Using Earth observation to support the predictive accuracy of species distribution models in ecological restoration: a case study of Poland beavers (Castor fiber)
Keywords: Remote Sensing, Earth Observation, Environmental Monitoring, Species Distribution Modelling, ecosystem restoration
Abstract. The ability of Earth observation and remote sensing to identify the potential of species to restore ecosystems is a critical element in combating habitat degradation and biodiversity loss. Historical climate data and current species occurrence, coupled with geospatial modelling methods, can significantly aid in decision-making to support ecosystem restoration.

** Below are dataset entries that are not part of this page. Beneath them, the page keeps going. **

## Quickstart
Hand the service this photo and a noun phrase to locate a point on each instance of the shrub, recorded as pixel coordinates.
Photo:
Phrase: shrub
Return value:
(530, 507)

We chose Eurasian beavers (spp. Castor fiber) as our case species, which are known ecosystem engineers that create wetland habitats and significantly alter/reinforce the morphology, dynamics, and hydraulics of riverine landscapes. To investigate their ecosystem restoration potential, we applied species distribution modelling (SDM) to determine their current and future distribution scenarios. Our SDMs used current and simulated future environmental data along with different classes of rasters such as elevation, inland swamps, water bodies, natural seasonally or permanently wet grasslands, open mires, riparian mixed forests, riparian swamp broadleaved forests, riparian swamp coniferous forests, watercourses, protected areas, and urban and built-up areas derived from Google Earth Engine to predict areas suitable for beaver habitats. Further, by using the zonation method, we were able to develop a stepping stone model to prioritize habitat conservation efforts. We provide habitat projections according to time periods of "2041–2060", "2061–2080" and "2081–2100", and to different climate change scenarios (SSP126, SSP245, SSP370, and SSP585). Thus, using a potential nature-based solution, we have employed remote sensing data and tools to develop a holistic framework for not only quantifying the ecosystem restoration potential of beavers but will also provide a new direction for understanding species-specific importance in climate change mitigation.